三浦騎手 勝率125 連対率230 複勝率316 騎乗数513回
福永騎手 勝率144 連対率306 複勝率436 騎乗数438回
ミルコ 勝率155 連対率277 複勝率429 騎乗数343回
ご覧のように勝率、連対率、複勝率全てにおいて福永騎手、ミルコが上回っています。騎手リーディングはご存知のように勝利数の評価です、しかも新馬・未勝利戦からG1まで1勝は1勝です。つまりある程度の能力があれば、騎乗数が多ければリーディングは上がるのです。2018年の結果を見てください、115勝で戸崎騎手が第3位です、騎乗数は883回と断トツの多さです。この年の戸崎騎手は勝率130、連対率267、複勝率377でした。第5位だった川田騎手は騎乗数561回、勝率166、連対率346、複勝率467という成績でした。さて戸崎騎手と川田騎手、どちらを上に評価しますか?
もう一点先ほど新馬・未勝利戦からG1まで1勝は1勝と書きました、これが騎手リーディングの悪い点で、下級条件のレースで多くの勝利数を稼げば上位に来てしまうんですね、これでは騎手の能力は見極められないと思います。そこで見ておきたいのが1レース当たりの賞金額です。これは獲得賞金を騎乗数で割ったもので、下級条件しか勝てないようでは、数字は小さくなってしまいます。
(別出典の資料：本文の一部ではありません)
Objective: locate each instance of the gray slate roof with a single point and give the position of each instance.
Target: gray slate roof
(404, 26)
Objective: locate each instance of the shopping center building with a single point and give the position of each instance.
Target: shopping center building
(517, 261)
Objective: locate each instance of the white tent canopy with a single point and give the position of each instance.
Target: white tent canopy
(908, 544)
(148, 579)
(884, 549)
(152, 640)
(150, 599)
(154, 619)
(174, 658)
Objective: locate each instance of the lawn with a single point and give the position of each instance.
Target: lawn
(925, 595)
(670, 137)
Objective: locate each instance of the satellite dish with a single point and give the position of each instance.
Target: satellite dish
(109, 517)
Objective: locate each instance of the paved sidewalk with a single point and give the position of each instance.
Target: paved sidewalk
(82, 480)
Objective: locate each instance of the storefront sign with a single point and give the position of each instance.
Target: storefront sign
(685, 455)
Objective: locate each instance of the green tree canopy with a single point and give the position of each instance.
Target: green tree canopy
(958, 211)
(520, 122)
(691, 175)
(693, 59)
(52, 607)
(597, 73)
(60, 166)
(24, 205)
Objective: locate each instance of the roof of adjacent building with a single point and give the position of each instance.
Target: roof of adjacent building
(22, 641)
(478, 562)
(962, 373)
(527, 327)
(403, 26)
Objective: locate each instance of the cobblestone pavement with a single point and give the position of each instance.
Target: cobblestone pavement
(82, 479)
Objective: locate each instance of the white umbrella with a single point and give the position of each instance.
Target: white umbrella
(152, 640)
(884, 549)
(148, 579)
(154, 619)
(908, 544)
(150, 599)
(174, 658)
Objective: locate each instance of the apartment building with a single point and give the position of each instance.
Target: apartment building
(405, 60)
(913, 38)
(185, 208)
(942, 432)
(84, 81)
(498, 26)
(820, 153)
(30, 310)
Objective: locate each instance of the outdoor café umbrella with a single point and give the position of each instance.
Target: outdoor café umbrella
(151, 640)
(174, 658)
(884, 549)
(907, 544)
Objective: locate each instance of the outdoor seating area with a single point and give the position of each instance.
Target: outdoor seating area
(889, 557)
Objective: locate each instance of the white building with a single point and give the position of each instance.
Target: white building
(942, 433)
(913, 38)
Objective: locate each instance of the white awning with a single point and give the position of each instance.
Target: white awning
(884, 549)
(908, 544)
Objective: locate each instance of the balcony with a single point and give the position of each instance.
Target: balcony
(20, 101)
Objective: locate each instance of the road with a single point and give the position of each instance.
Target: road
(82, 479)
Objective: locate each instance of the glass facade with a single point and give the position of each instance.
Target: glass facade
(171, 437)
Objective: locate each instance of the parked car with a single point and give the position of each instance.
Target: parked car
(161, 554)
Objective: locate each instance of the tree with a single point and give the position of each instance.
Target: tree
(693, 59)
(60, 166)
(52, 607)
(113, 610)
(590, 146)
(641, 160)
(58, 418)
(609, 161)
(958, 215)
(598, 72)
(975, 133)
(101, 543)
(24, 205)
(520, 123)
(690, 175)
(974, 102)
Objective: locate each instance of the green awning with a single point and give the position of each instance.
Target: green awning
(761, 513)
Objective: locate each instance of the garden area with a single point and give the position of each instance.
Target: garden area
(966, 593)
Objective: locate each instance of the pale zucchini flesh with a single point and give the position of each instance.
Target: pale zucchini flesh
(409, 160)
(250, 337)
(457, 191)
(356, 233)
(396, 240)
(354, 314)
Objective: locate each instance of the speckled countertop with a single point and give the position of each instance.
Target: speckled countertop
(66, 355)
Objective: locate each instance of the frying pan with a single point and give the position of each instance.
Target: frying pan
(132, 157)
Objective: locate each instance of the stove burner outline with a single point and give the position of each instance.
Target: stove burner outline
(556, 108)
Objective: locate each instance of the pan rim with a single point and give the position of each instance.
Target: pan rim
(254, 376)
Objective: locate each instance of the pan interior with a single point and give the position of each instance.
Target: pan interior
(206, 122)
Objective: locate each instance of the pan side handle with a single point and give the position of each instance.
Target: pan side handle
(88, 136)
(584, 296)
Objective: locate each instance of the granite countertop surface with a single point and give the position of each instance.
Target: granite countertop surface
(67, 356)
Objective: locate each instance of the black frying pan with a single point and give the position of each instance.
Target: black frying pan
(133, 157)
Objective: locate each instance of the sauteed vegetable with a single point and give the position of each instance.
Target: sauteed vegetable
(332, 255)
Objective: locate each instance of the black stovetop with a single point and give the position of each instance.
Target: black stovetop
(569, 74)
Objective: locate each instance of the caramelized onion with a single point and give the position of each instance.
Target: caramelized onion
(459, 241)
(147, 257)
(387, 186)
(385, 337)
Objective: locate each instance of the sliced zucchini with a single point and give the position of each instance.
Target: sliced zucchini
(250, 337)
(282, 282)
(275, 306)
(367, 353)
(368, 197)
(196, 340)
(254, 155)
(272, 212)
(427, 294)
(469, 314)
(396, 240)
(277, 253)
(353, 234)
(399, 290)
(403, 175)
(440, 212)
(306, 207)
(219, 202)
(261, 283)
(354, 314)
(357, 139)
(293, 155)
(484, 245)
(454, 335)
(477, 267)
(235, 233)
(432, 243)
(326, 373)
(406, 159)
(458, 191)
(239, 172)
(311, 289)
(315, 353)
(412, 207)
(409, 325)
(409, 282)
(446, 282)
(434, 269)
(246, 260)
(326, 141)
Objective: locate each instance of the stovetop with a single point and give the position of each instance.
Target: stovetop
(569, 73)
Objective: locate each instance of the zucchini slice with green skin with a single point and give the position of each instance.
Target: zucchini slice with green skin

2019年8月1日現在のデータです。順番はリーディング上位から並べます。
川田騎手 540.99万円/レース
戸崎騎手 308.42万円/レース
ルメール騎手 528.03万円/レース
武豊騎手 325.17万円/レース
三浦騎手 188.73万円/レース
福永騎手 365.43万円/レース
田辺騎手 240.22万円/レース
ミルコ騎手 378.24万円/レース
岩田騎手 218.86万円/レース
松山騎手 187.72万円/レース
三浦騎手は<平場の帝王>などと言われていますが、間違った評価ではないんですね。明らかに上位陣の中で賞金率が低い、これは上級条件のレースでは好走していないことを表しているはずです。平場の勝利数は三浦騎手51勝に対して、ルメール騎手50勝、武豊騎手45勝を上回っています。しかし重賞ではルメール騎手6勝、豊騎手3勝に対して三浦騎手は1勝です。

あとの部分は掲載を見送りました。